What is My Head Doing?

I know my head is trying to tell me something. But I don’t know what it is. But why not? My head is me; I am it. Why can’t I tell what I am trying to say to myself? Why should it be that one part is cut off from the other? What is going on?

I know my head is trying to tell me something because in the early hours of this morning a slap-bang-wallop headache woke me up. I know these headaches of old and I could tell at once this was no ordinary headache. It wasn’t a fatigue headache or a dehydration headache. It wasn’t a tense, nervous headache. It was a slap-bang sit-up-and-pay-attention, I’m-trying-to-tell-you-something headache.

OK. I got that message; you are trying to tell me something. I also get that the pain won’t go away until I figure it out. But what the hell are you trying to tell me? That’s the problem; I just don’t know.

If you’re unfamiliar with this kind of headache let me describe it. Not everyone gets a headache of course; some people get backaches or stomach aches, some people feel nauseous and other poor souls get psychosis (I’ve been there too and it’s not nice.) The early hours of the morning are a favourite time for these to pounce as I’ve usually had a reasonable amount of sleep but the day hasn’t started yet. so what happens is that I wake up and feel as if a cold, dead hand is squeezing the back of my neck as though it would squeeze the life out of it. At the same time the front of my head is banging like a set of steel drums all out of time with each other. It’s horrid – and even though I know this is something I must pay attention to, it hurts – so I fumble around for paracetamol, gratefully swallowing my last two and making a mental note to get more. I don’t get back to sleep but the pain eases. I try to pay attention to what the headache is saying but it’s not very clear.

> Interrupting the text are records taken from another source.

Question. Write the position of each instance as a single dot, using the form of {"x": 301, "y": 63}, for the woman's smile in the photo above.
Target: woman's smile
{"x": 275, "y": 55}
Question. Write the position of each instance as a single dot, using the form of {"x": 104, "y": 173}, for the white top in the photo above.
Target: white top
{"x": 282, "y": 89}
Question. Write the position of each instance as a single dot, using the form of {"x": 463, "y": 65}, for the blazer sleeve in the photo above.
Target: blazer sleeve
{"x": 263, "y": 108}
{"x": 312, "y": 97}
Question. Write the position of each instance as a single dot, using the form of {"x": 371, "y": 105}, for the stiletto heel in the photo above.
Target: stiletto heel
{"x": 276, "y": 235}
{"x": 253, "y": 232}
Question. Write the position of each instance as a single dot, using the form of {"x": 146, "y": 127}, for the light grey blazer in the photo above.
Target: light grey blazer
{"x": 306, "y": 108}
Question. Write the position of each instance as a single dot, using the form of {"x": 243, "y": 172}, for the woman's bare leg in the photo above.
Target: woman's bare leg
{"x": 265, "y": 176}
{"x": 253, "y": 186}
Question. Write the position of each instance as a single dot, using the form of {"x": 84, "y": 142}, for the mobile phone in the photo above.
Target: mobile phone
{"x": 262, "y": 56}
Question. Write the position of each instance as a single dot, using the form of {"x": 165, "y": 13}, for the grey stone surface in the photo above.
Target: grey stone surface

Fast-forward to 7 am and OH bringing in the tea, whereupon I ask for my bag which I know is downstairs and which may or may not contain more pain-killers. ‘It’s in my rucksack,’ I say, ‘under the coats. Or it might be on the chair.’ OH brings up my rucksack which is empty of all but a few carrier bags, and claims that there was ‘nothing’ on the chair. Sighing, I go down to ask Daniel for a couple of tabs and on the way I notice my bag hanging from the chair – under a cardigan. Now, I accept that the bag wasn’t visible but what is it about the brain of OH that never, ever looks under things? It doesn’t look behind things or over things – in fact the entire prepositional world is closed to it.

Anyway, the tabs in my bag proved to be extra strong ones so I downed a couple and now the headache is reduced to a dull roar. But I still don’t know what the hell it’s saying.